• JP Landman – Political Analyst

From awareness to orange overalls


At a panel discussion in Stellenbosch recently, veteran prosecutor Gerrie Nel had a sobering reflection on the possibility of prosecutions following the reports of corruption surfacing almost daily. It is one thing to be aware of wrongdoing, he said, but something very different to secure a conviction in a criminal court. If anybody should know, it is Nel. Being indignant and outraged is one thing, having a solid legal case is something else.


Investors who have been trying to join the class action against Steinhoff can testify to the almost impossible hoops they have to jump through just to get into the court process. Again, one can be outraged at Steinhoff, but the preparation of a successful legal claim is onerous.


So, it is a long road from being aware of wrongdoing to seeing someone in orange overalls.


How long is illustrated by events in Germany. The first raid on Steinhoff offices in that country took place in November 2015. Nearly two years later, in August 2017, the German magazine Manager Magazin reported that the German authorities were investigating employees, including CEO Markus Jooste, for possible accounting fraud. The company famously denied the report as ‘drivel’. Four months later the company’s share price was an ash heap. To this day, the Germans have not yet brought charges.


Citizens are impatient to see looters and thieves in orange overalls, but it is inherent to legal processes that it will take time.


A LOT HAPPENING


That does not mean that in the meantime nothing is happening.

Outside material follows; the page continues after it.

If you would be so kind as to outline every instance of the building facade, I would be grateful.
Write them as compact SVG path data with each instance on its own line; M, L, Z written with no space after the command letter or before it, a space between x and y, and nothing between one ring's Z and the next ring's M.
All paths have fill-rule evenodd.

We keep a rolling list of people who have lost their jobs because of public scrutiny, even without any criminal proceedings (yet). It makes for very revealing reading.

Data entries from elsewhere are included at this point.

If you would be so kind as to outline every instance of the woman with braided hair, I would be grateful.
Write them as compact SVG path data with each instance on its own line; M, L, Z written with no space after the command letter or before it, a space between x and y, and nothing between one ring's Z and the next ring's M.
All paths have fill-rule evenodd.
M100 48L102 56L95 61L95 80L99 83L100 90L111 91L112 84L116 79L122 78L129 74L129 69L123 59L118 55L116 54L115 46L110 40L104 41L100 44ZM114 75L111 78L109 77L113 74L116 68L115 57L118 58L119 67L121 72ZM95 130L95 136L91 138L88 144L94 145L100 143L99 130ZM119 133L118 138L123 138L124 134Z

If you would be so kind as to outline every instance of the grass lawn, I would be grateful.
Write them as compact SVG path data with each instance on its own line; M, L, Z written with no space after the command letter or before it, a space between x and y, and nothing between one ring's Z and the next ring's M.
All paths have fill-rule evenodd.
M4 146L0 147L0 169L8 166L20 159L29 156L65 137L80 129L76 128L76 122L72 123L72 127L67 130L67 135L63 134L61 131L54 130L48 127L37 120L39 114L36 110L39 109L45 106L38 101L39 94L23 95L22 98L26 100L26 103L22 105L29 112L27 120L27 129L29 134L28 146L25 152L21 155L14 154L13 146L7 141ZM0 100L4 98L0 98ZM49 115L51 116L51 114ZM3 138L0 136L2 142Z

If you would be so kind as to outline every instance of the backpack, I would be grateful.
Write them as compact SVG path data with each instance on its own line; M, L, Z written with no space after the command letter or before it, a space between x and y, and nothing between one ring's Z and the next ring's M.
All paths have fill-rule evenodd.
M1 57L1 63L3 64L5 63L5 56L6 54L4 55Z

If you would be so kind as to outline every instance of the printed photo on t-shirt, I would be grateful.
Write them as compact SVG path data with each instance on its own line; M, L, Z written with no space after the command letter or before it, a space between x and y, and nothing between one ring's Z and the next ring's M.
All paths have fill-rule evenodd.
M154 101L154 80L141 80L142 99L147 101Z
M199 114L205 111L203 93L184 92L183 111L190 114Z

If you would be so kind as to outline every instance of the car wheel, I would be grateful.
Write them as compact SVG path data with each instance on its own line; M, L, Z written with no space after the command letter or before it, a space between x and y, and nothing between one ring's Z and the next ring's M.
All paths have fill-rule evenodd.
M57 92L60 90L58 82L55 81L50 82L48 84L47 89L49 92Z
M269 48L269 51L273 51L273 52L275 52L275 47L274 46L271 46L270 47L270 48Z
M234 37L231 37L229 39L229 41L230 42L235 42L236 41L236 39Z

Over the last two years, since May 2017 when the first resignations took place at Eskom, literally hundreds of people have lost their jobs. Irrespective of criminal conviction, this means the loss of reputation, status and income. Those people are unlikely to be employed any day soon. No orange overalls, but certainly punishment.


Just think of a few names: Brian Molefe, Anoj Singh and Matshela Koko at Eskom; Tom Moyane and Jonas Makwakwa at SARS; Hlaudi Motsoeneng and James Aguma at the SABC; Dan Matjila at the PIC; Dudu Myeni at SAA. We have forgotten how prominent many of them were in our daily lives. They are all gone.


Eskom particularly has seen even more action. This week Eskom chief Phakamani Hadebe disclosed that 1 049 disciplinary investigations have resulted in 300 people having left the organisation. This includes 14 senior executives and managers ‘believed to be involved in state capture’. Eskom and the SIU (Special Investigating Unit) are probing thirteen companies who were paid a total of R75 billion by Eskom. Eight of the companies were involved in building Medupi and Kusile. (Hadebe stressed that not all of the R75 billion was being targeted for recovery. McKinsey has already repaid R1 billion.)


In the private sector too, people lost their jobs at KPMG, McKinsey, Bain, SAP and others. An involuntary clean-up has taken place, thanks to public exposure.


POLITICAL PRESSURE


A howl of protest went up when some of the departed luminaries made it back onto the ANC election list as parliamentary candidates. Public reaction has been so intense that the party’s National Executive Committee has referred all the election lists to their integrity committee. Clearly “a vigilant jury of public opinion” is having an effect.


Once candidates are on the list with the IEC, nothing prevents them from being elected. But party and caucus pressure can. Fikile Mbalula, head of the ANC’s election campaign, reiterated that if the integrity committee decides that a candidate should step aside, they will have to do so. This matter will not be settled legally, but through party political pressure.


Significantly, Mbalula has admitted that the list issue is hurting the party. The Ace Magashule revelations, both in investigative journalist Pieter-Louis Myburgh’s book, Gangster State, and by witnesses before the Zondo commission, cannot help either. As is standard procedure, Magashule has denied all the allegations. Me thinks safe to say the jury on Magashule is still out.